The reaction, the proper reaction, should, seem to me, to be, listen, we get most of what gets through. There are always going to be things that get through. We have successfully degraded the amount even somebody who gets through can do, because they have to resort to this very inefficient means of trying to blow up an airplane.

But, folks, this is going to happen. And let's keep our head about this and let's not get -- go crazy over this. So, I thought the Obama administration has gone from one extreme to the other, without finding any balance in between.

JEFFREY BROWN: And, then, what about the opposition finger-pointing...

MARK SHIELDS: Well, no, I will be happy to address the opposition.

I do think there is no question that Secretary Napolitano's answer was an attempt -- misguided, inept -- to assure people who were traveling over Christmas that it was going to be safe, and which was a legitimate intention, but not a sensible assessment of the situation.

And I do think that what we are seeing as a result of this is, we're still in silos, we're still in smokestacks, as far as intelligence is concerned. I mean, we did have 9/11 recommendations that did require the director of national intelligence to coordinate all this.

I mean, there were failures at each level, I mean, whether the State Department on the visa, all the way along the line, the CIA on information, whether as to whether in fact this fellow was going to be a real problem. We had specific information from his dad.
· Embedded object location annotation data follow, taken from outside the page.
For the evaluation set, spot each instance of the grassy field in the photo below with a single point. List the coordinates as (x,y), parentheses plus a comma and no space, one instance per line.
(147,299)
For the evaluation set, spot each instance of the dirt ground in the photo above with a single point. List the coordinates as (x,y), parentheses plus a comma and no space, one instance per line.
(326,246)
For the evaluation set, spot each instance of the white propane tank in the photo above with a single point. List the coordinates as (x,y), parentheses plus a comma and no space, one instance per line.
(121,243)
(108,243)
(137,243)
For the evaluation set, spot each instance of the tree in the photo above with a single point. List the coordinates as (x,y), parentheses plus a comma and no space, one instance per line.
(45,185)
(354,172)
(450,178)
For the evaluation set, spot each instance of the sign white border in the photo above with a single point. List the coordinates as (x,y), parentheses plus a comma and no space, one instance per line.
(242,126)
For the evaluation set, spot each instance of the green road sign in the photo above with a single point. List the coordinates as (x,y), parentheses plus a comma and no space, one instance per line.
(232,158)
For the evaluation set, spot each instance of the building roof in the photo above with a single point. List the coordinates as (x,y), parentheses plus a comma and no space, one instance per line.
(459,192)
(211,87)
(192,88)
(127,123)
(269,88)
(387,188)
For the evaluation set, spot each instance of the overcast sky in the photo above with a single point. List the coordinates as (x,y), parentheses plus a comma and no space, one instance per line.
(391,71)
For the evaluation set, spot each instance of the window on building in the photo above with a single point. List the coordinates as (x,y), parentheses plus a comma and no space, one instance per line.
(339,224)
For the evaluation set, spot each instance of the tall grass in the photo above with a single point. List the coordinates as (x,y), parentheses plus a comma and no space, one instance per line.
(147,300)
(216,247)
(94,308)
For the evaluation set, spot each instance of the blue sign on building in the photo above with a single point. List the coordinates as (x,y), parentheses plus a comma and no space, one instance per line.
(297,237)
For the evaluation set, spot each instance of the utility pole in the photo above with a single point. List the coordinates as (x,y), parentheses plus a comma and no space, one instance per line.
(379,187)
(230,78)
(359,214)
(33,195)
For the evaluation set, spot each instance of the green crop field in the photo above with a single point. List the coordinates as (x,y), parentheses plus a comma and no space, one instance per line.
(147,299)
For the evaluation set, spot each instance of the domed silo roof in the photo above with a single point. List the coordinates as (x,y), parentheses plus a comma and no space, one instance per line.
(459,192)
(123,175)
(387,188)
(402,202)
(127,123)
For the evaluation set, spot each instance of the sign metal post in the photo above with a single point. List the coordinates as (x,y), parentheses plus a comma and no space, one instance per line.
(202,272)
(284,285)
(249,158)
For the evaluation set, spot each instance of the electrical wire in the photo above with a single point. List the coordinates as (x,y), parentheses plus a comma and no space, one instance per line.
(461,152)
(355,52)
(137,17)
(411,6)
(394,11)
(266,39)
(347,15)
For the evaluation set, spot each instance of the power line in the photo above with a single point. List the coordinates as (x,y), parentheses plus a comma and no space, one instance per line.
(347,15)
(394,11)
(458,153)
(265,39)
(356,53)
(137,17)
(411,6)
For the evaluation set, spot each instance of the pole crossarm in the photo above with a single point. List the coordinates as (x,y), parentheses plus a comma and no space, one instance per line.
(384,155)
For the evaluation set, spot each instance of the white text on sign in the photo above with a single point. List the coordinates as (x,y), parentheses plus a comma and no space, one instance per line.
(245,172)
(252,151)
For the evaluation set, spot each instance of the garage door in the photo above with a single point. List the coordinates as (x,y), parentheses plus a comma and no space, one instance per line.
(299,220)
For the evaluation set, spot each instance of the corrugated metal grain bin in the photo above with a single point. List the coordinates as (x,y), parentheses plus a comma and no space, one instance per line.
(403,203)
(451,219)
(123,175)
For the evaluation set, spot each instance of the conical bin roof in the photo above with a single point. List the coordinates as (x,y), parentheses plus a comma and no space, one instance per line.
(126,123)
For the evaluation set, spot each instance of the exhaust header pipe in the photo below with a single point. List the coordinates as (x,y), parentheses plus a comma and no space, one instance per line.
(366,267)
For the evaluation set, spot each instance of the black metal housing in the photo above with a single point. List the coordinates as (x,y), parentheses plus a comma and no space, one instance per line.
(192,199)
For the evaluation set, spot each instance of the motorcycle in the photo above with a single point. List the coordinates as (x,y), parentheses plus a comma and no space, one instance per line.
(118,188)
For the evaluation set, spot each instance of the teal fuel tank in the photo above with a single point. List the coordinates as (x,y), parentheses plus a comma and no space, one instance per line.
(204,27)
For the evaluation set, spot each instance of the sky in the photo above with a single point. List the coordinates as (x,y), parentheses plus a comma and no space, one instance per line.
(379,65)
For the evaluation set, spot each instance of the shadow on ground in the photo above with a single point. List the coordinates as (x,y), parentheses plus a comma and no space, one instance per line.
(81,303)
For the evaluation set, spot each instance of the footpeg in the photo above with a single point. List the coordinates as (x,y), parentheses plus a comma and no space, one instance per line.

So, I think there is cause for concern. I think the president has shown restraint. I mean, I really do. I mean, he insisted that he wouldn't do anything until the facts are there. But he addressing it as a serious problem.

JEFFREY BROWN: You think he got it right?

MARK SHIELDS: I do think he did get it right. And David's point is, as always, thoughtful.

JEFFREY BROWN: But wrong.

MARK SHIELDS: No, and, usually, about 85 percent incisive.

MARK SHIELDS: No. But, as far as the other side is concerned, I mean, Jim DeMint comes in, the senator from South Carolina, comes in for special treatment in this New Year's season. I mean, this is a man who has held up the appointment of the director of the Transportation Safety (sic) Administration, which is charged with airport safety and the travel -- or the safety of travel, and he said for one person -- reason.

And that is that he wants to get from this man, to extract from him, a guarantee that employees of the TSA will not be able to collectively bargain, Jeffrey. And, I mean, if this -- it's based on some know-nothingness that says, oh, they will -- union bosses will interfere with the safety of the country.

Now, this is a man who is a graduate of the University of Tennessee, has a master's in business from Clemson, was 50 years old on 9/11. When -- to go in to save, after the Twin Towers were leveled, the trapped and the terrified, 343 New York firefighters walked into the jaws of death and the fires of hell, and every one of them was a dues-paying union member.

And, I mean, the fact that, somehow, he associates that these people are not public servants, not interested in public safety is probably partisanship of the narrowest and the most unforgiving nature.

DAVID BROOKS: I don't want to defend DeMint. I think most nominees, and especially this nominee, should be let through.

That said, I can't hide my jaundiced attitude toward the TSA. I think most of what they do is pure security theater and a jobs program, and that the stuff they do has very little effect on our security. The stuff that actually helps us is invisible and stuff we can't see. The stuff about taking off your shoes and the toothpaste and all that stuff, I think, is designed to make us feel good.

And the idea that they would respond to this latest attack by upping the silly things that we have to do -- or potentially have to do -- is, again, a sign of theater, and not a sign of -- that we are willing to accept risks. There are risks in traveling these days, and we're willing to accept that.

And then, just to -- the one person we haven't mentioned is Dick Cheney.

JEFFREY BROWN: Right. I was just going to bring him up, because he was...

DAVID BROOKS: Again, the idea, to me, this is endemic in the nature of this kind of warfare. We're going to have failures. And it's just because you can't predict the future.

The idea that it was, as Dick Cheney said, as the result of some ideological failure is also silly.